Pour éviter que le riz n’absorbe l’humidité de l’air ambiant, recouvrez le bol d’un cellophane ou placez le tout dans un sac de type Ziploc.

Idéalement, mettez votre appareil dans une protection évacuant facilement l’humidité pour éviter que de la poussière de riz n’entre par les ouvertures.

Il est conseillé de changer légèrement l’appareil de position aux heures pour permettre à l’eau de s’évacuer en générant le moins possible d’humidité à l’intérieur.

Vous pouvez aussi utiliser les petits sacs de petites boules de gel de silice – trouvés dans des sacs, des manteaux de cuir ou dans les tiroirs de meubles neufs ou de la monoargile.

Si vous n’avez vraiment rien d’autre, de la litière à chat propre (plusieurs marques contiennent de la poussière, mettez donc votre gadget dans un bas ou un tissu qui ne gardera pas l’humidité, pour le protéger ou optez pour de la litière de type cristalline).

Une nouveauté sur le marché: EVAP

Sauver un téléphone tombé dans l'eau - Une nouveauté sur le marché: EVAP

Photo Kensington

La trousse de secours pour petits appareils électroniques – à garder sous la main à la maison, au chalet ou dans son sac – a été conçue par Kensington, une division d’Acco Brands Canada.

D’après l’entreprise, le sachet peut «récupérer en seulement de 6 à 24 heures» des appareils entrés en contact avec de l’eau.

Son efficacité sept fois supérieure au riz (selon les tests effectués en laboratoire par Kensington) serait attribuable à la technologie intégrée aux sachets de secours, soit un tamis moléculaire à forte concentration.
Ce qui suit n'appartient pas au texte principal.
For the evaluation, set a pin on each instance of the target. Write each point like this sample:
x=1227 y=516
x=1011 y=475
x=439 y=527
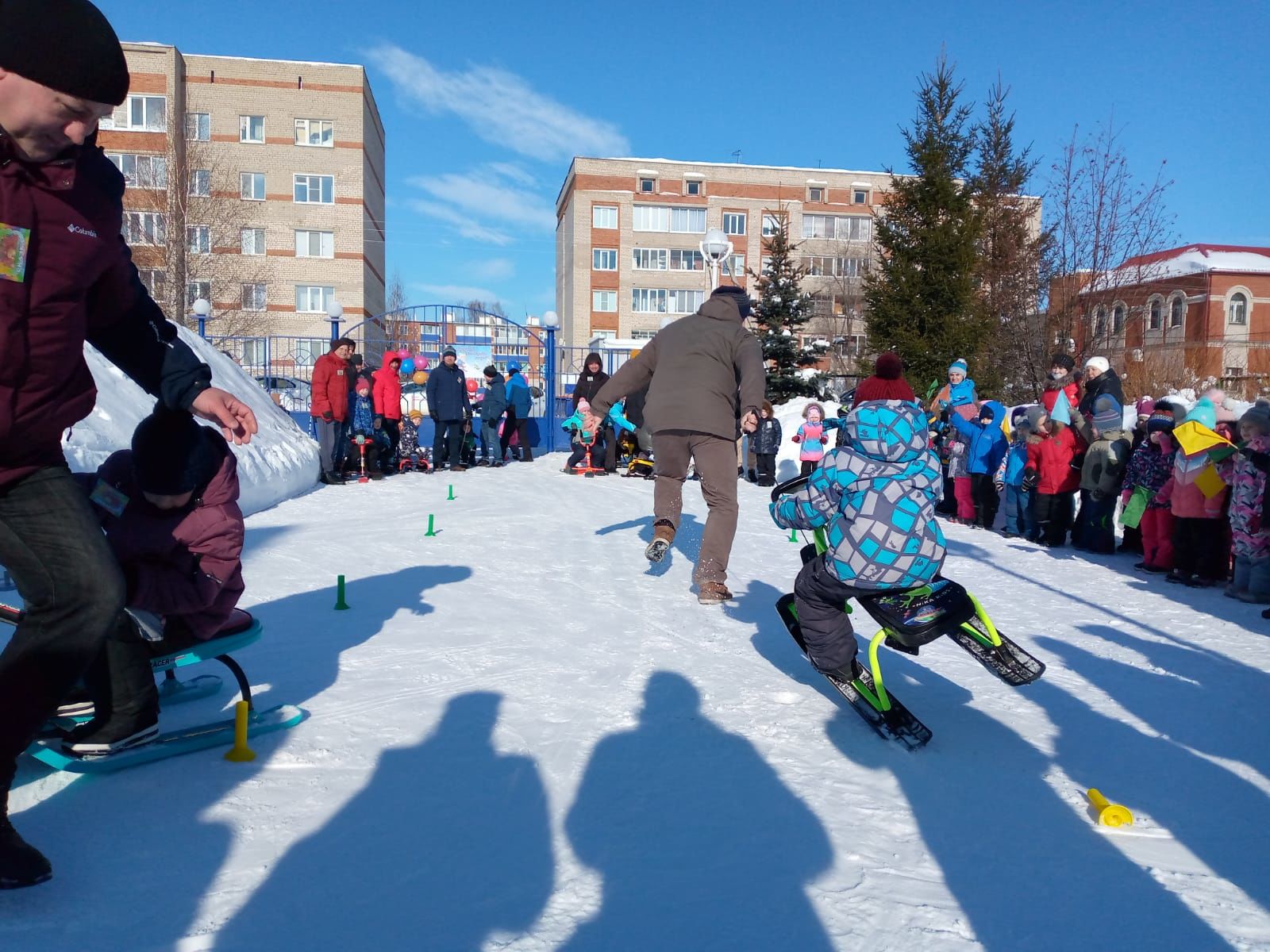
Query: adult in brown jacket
x=705 y=382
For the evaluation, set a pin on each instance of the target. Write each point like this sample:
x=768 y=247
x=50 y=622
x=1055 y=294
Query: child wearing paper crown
x=1250 y=520
x=1195 y=495
x=1146 y=475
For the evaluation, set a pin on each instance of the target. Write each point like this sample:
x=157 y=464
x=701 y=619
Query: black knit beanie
x=171 y=454
x=738 y=298
x=65 y=44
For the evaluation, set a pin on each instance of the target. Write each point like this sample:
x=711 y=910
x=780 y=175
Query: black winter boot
x=21 y=863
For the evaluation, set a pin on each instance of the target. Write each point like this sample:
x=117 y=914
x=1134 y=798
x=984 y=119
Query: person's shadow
x=687 y=539
x=152 y=820
x=1028 y=871
x=448 y=846
x=700 y=844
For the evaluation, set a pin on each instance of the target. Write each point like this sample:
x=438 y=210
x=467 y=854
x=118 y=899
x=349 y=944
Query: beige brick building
x=628 y=235
x=254 y=183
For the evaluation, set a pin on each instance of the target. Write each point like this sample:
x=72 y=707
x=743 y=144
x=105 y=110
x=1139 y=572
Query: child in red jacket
x=171 y=513
x=1049 y=473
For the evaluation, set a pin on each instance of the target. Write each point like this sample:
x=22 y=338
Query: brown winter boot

Il contiendrait un matériau absorbant de qualité industrielle.

Une fois l’appareil dans le sac de secours, le changement de couleur de l’indicateur d’humidité vous informera si l’opération de sauvetage a été un succès.

EVAP se vend au prix suggéré de 20$ dans les magasins BestBuy, Future Shop et sur le site web de différents détaillants.

Testez l’appareil

Sauver un téléphone tombé dans l'eau - Testez l'appareil

Photo Farina3000 / Fotolia

Lorsque vous êtes convaincu que l’appareil est sec – au moins 24 heures après l’incident et idéalement plus – faites une dernière inspection visuelle. Il se peut que l’eau ait laissé des traces de minéraux: nettoyez-les.

Puis, remettez les composants en place et allumez-le. 

Soyez à l’écoute de bruits bizarres ou de tout autre signe anormal. S’il ne s’allume pas, essayez de le recharger, peut-être est-ce simplement la batterie qui s’est vidée.

Vous pouvez aussi essayer de brancher l’appareil sans la batterie, au cas où il s’agit du seul élément dysfonctionnel.

Si rien de marche, vous pouvez toujours aller dans un magasin d’électronique et demander de l’aide à un spécialiste, en lui expliquant la situation.